Não Mais Uma Mulher Negligenciada Introdução

O cheiro de desinfetante no hospital era forte, e eu, grávida de nove meses, sentia o vazio daquelas cadeiras duras.

Minha irmã acabara de sair de uma cirurgia de apendicite.

O meu marido, Pedro, não estava lá.

Ele atendia a um chamado mais urgente: a sua ex-namorada, Sofia, torcera o tornozelo. Ele a levava para casa.

A minha irmã, operada, e eu, quase a dar à luz, não importávamos.

Ouvi a voz chorosa de Sofia no fundo e o Pedro a tranquilizando-a, suavemente.

Ali, agarrada ao telemóvel, só consegui dizer: "Vamos nos divorciar."

Ele explodiu, chamou-me de louca, egoísta, insensível.

Disse que o nosso filho não merecia uma mãe como eu.

Então, ele desligou. E bloqueou o meu número.
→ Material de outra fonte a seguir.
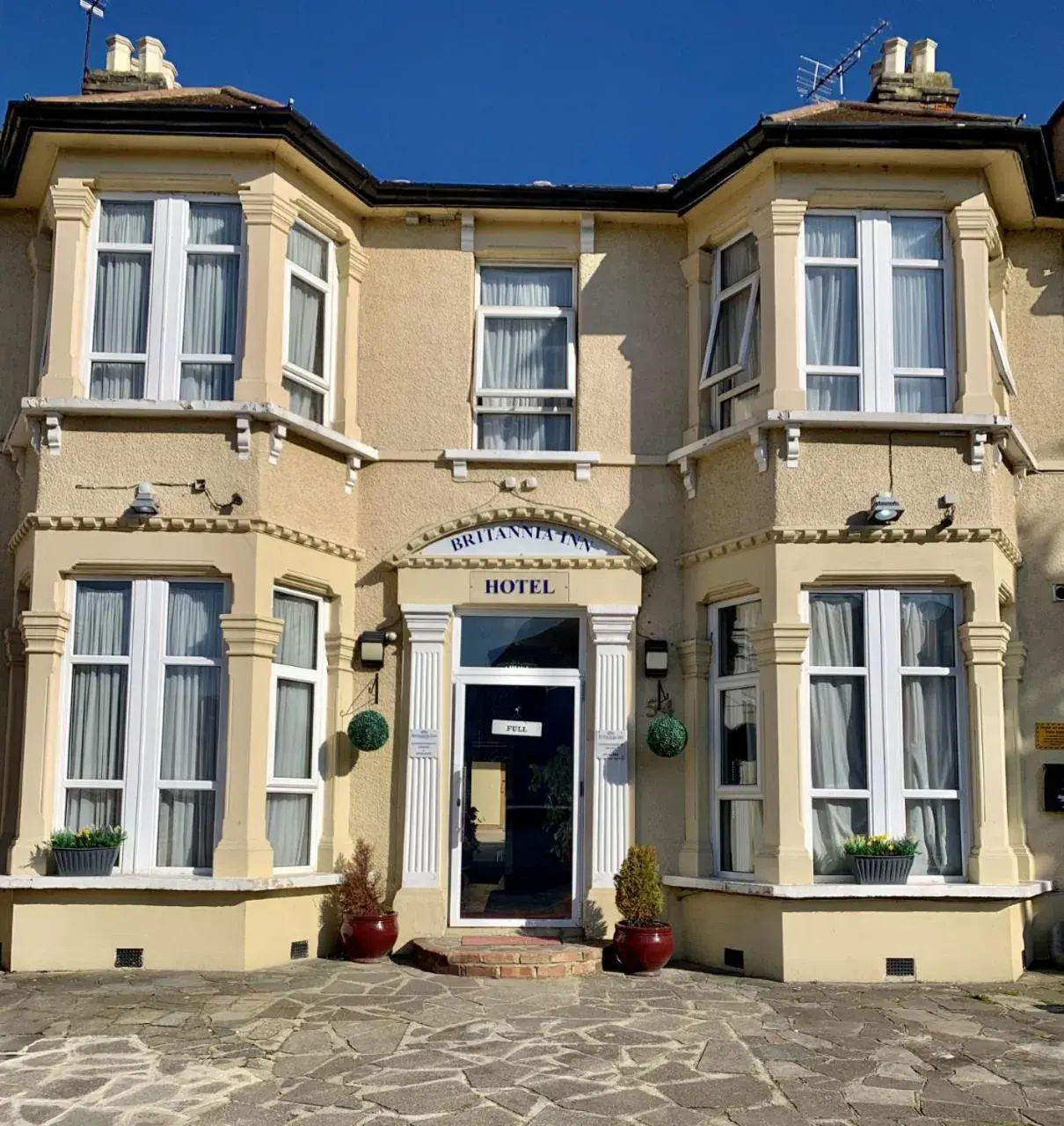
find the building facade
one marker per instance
(260, 405)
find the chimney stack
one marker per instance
(919, 84)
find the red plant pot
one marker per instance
(643, 949)
(369, 938)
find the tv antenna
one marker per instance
(819, 81)
(93, 9)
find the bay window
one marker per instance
(884, 725)
(733, 711)
(297, 731)
(165, 298)
(878, 331)
(732, 367)
(144, 733)
(310, 336)
(526, 357)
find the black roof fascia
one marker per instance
(24, 119)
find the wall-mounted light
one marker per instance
(885, 509)
(655, 658)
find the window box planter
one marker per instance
(84, 861)
(882, 869)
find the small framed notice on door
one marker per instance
(516, 728)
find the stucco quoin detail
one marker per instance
(630, 555)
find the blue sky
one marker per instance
(590, 91)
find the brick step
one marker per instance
(506, 956)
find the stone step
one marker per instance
(506, 956)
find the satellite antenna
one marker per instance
(93, 9)
(822, 81)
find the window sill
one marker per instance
(151, 883)
(1008, 892)
(580, 459)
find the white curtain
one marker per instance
(288, 829)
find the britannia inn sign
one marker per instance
(775, 449)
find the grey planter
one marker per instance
(882, 869)
(84, 861)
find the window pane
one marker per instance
(524, 352)
(919, 318)
(916, 238)
(739, 736)
(191, 713)
(121, 221)
(306, 326)
(836, 631)
(524, 431)
(830, 237)
(738, 654)
(206, 382)
(739, 260)
(193, 619)
(836, 731)
(123, 284)
(288, 829)
(298, 639)
(92, 808)
(834, 820)
(308, 252)
(309, 405)
(936, 823)
(215, 224)
(928, 635)
(186, 829)
(293, 750)
(97, 722)
(740, 835)
(498, 642)
(116, 381)
(211, 304)
(929, 732)
(834, 392)
(509, 285)
(831, 316)
(101, 619)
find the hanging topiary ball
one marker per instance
(368, 731)
(666, 736)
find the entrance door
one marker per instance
(517, 786)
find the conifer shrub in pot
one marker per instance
(643, 940)
(368, 930)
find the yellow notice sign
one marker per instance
(1049, 736)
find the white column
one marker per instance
(421, 837)
(610, 805)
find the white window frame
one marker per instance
(147, 662)
(718, 684)
(320, 385)
(883, 671)
(875, 309)
(751, 282)
(533, 312)
(169, 252)
(313, 786)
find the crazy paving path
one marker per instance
(329, 1044)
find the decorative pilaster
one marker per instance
(610, 799)
(974, 230)
(269, 217)
(426, 626)
(778, 228)
(71, 205)
(44, 638)
(992, 859)
(696, 856)
(783, 856)
(250, 640)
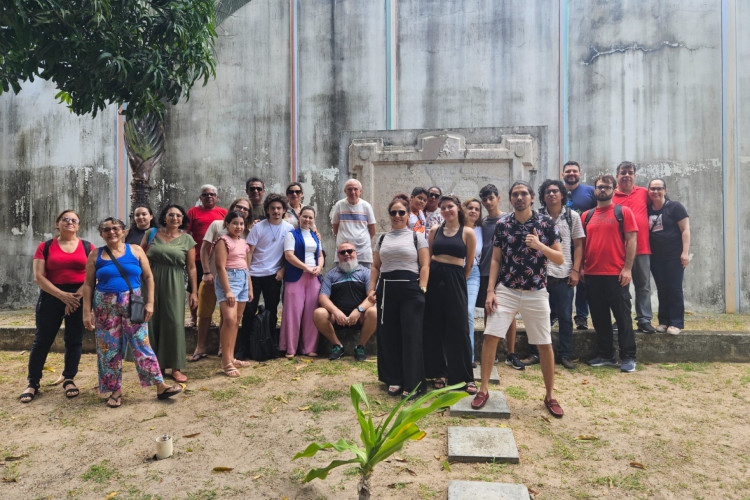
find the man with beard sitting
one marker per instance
(344, 303)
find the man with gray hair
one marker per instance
(354, 221)
(199, 218)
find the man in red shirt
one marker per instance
(608, 259)
(635, 198)
(199, 218)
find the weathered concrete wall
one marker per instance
(464, 64)
(645, 86)
(50, 161)
(644, 82)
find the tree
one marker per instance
(142, 53)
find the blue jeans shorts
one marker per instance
(238, 279)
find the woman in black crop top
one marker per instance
(447, 347)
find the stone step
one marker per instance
(496, 407)
(482, 444)
(494, 376)
(477, 490)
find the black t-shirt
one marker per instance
(664, 233)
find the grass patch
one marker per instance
(101, 473)
(516, 392)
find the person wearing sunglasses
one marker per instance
(106, 305)
(431, 210)
(344, 303)
(200, 217)
(353, 220)
(398, 282)
(59, 270)
(256, 189)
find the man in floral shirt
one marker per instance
(524, 241)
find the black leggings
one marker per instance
(50, 312)
(400, 312)
(447, 347)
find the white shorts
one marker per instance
(534, 308)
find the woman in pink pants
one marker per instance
(304, 257)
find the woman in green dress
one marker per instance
(171, 252)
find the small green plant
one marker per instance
(383, 440)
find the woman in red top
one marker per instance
(59, 270)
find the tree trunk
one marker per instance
(144, 142)
(364, 486)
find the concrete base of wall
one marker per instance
(694, 346)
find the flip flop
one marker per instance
(114, 402)
(169, 392)
(73, 391)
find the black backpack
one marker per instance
(259, 340)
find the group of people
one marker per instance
(414, 287)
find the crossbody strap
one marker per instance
(119, 268)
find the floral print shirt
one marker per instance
(522, 267)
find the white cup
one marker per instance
(163, 447)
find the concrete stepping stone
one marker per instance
(494, 376)
(477, 490)
(482, 444)
(496, 407)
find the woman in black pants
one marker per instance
(446, 326)
(59, 270)
(399, 271)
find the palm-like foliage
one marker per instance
(382, 440)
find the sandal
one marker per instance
(73, 391)
(169, 392)
(28, 397)
(114, 401)
(197, 357)
(231, 371)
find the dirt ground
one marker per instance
(665, 431)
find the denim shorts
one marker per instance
(237, 282)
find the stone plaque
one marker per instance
(459, 162)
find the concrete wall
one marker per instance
(643, 81)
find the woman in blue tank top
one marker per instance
(107, 293)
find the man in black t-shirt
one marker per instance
(344, 303)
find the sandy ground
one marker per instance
(666, 431)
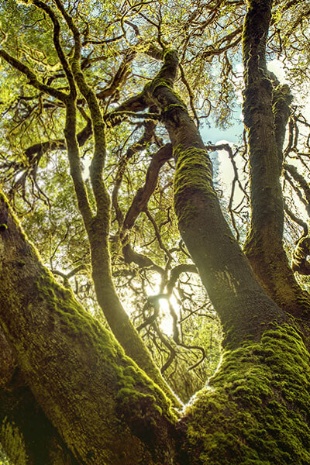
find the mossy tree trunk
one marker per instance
(266, 112)
(26, 434)
(242, 304)
(104, 407)
(96, 219)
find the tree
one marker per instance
(86, 82)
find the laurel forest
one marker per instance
(154, 232)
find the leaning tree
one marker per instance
(104, 169)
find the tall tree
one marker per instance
(122, 89)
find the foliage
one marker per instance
(87, 162)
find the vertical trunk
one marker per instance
(266, 113)
(104, 407)
(240, 301)
(26, 434)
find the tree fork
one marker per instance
(104, 407)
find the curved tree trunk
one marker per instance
(266, 112)
(25, 431)
(243, 306)
(104, 407)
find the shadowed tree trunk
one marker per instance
(104, 407)
(98, 402)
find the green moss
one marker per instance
(256, 409)
(13, 443)
(193, 176)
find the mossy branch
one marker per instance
(32, 78)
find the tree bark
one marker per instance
(243, 306)
(266, 111)
(104, 407)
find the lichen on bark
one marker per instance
(255, 409)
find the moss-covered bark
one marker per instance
(242, 304)
(266, 111)
(104, 407)
(256, 409)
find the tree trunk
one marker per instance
(243, 306)
(104, 407)
(266, 112)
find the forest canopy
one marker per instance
(156, 154)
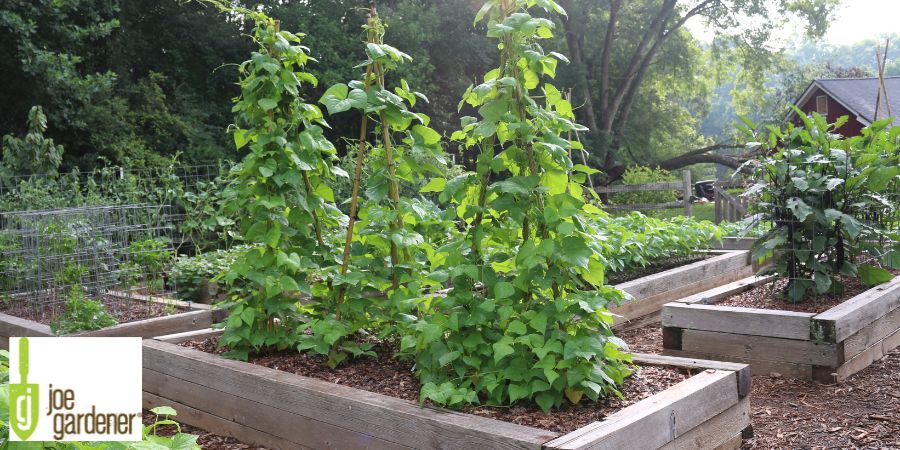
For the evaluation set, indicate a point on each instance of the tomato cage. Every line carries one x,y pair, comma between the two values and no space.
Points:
114,253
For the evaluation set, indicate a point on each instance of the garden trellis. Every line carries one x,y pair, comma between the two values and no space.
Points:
46,254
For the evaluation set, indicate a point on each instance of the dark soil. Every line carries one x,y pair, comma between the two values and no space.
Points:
206,440
767,296
645,339
629,275
390,376
123,310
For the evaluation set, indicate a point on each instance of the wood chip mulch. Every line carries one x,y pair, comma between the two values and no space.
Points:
860,413
389,376
206,440
863,412
766,296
Uma lágrima quente escorreu. Ele tinha razão numa coisa: eu amava demais o nosso bebé.

Por ele, eu tinha aguentado tudo: as "amizades" com a Sofia, as ausências, a indiferença.

Mas agora, o que ele fez foi a gota d'água.

Eu não seria menos importante que um tornozelo torcido.

No dia seguinte, fui a um advogado.

Ele me alertou que Pedro lutaria sujo.

Mas eu tinha a prova: uma foto dele e da Sofia, sorrindo, com a legenda "Ele nunca te amou" – caligrafia delicada.

Eu sorri. A guerra não tinha acabado, mas eu tinha uma arma.

Era hora de lutar pela minha paz, pela minha dignidade e, acima de tudo, pelo meu filho.